Éraste, Tircis
Éraste
Maintenant suis-je un fou ? mérité-je du blâme ?
Que dis-tu de l’objet ? que dis-tu de ma flamme ?
Tircis
Que veux-tu que j’en die ? Elle a je ne sais quoi
Qui ne peut consentir que l’on demeure à soi.
Mon cœur, jusqu’à présent à l’amour invincible,
Ne se maintient qu’à force aux termes d’insensible ;
Tout autre que Tircis mourrait pour la servir.
Éraste
Confesse franchement qu’elle a su te ravir,
Et que tu ne veux pas prendre pour cette belle
Avec le nom d’amant le titre d’infidèle.
Rien que notre amitié ne t’en peut détourner ;
Mais ta muse du moins, facile à suborner,
Avec plaisir déjà prépare quelques veilles
À de puissants efforts pour de telles merveilles.
Tircis
En effet, ayant vu tant et de tels appas,
Que je ne rime point, je ne le promets pas.
Éraste
Tes feux n’iront-ils point plus avant que la rime ?
Tircis
Si je brûle jamais, je veux brûler sans crime.
Éraste
Mais si sans y penser tu te trouvais surpris ?
Tircis
Quitte pour décharger mon cœur dans mes écrits.

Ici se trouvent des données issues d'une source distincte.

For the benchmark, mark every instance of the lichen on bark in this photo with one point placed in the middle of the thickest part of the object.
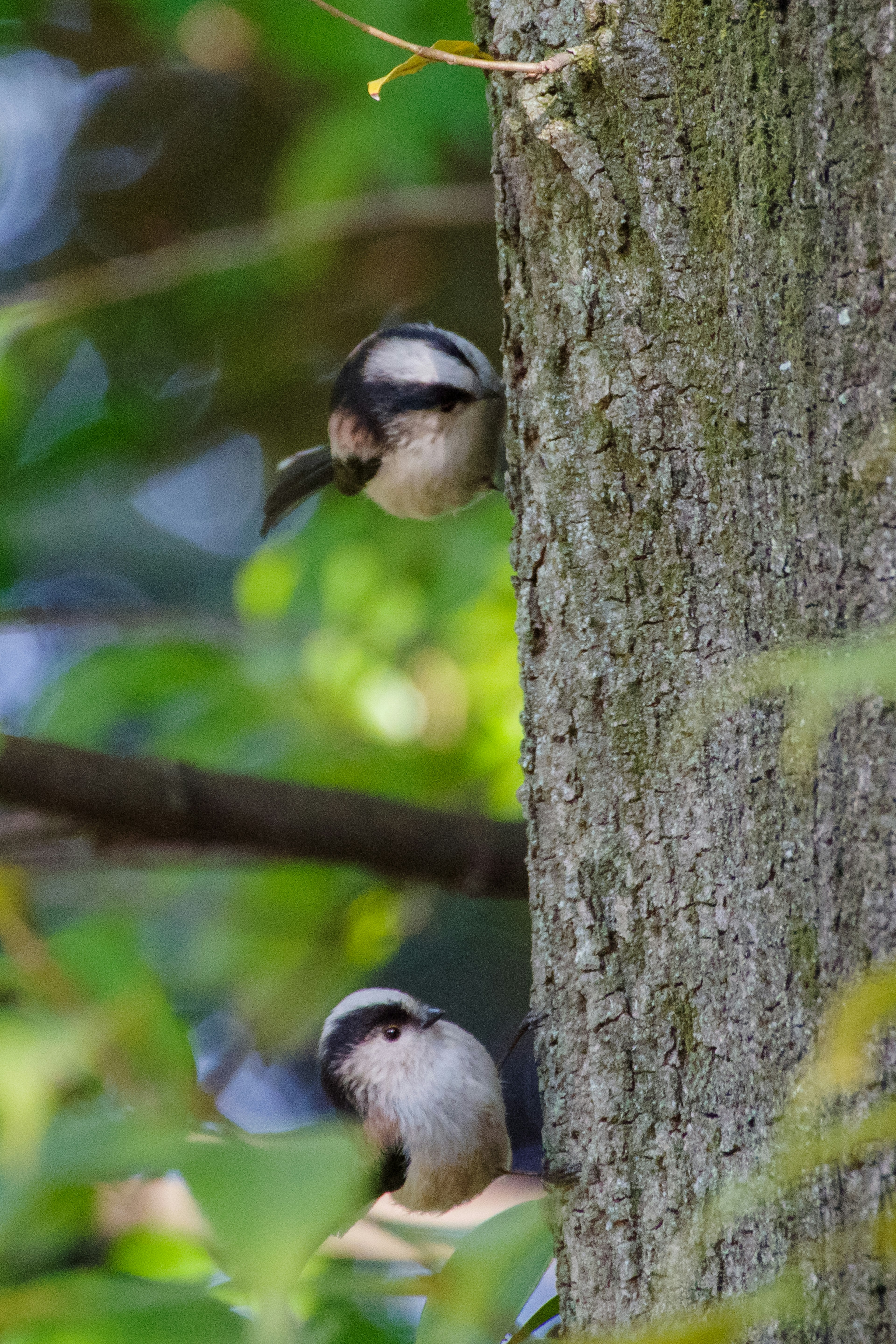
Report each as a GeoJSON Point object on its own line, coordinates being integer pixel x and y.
{"type": "Point", "coordinates": [698, 253]}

J’aime bien ces discours de plaintes et d’alarmes,
De soupirs, de sanglots, de tourments et de larmes ;
C’est de quoi fort souvent je bâtis ma chanson,
Mais j’en connais, sans plus, la cadence et le son.
Souffre qu’en un sonnet je m’efforce à dépeindre
Cet agréable feu que tu ne peux éteindre :
Tu le pourras donner comme venant de toi.
Éraste
Ainsi ce cœur d’acier qui me tient sous sa loi,
Verra ma passion pour le moins en peinture.
Je doute néanmoins qu’en cette portraiture
Tu ne suives plutôt tes propres sentiments.
Tircis
Me prépare le ciel de nouveaux châtiments,
Si jamais un tel crime entre dans mon courage !
Éraste
Adieu. Je suis content, j’ai ta parole en gage,
Et sais trop que l’honneur t’en fera souvenir.
Tircis , seul.
En matière d’amour rien n’oblige à tenir ;
Et les meilleurs amis, lorsque son feu les presse,
Font bientôt vanité d’oublier leur promesse.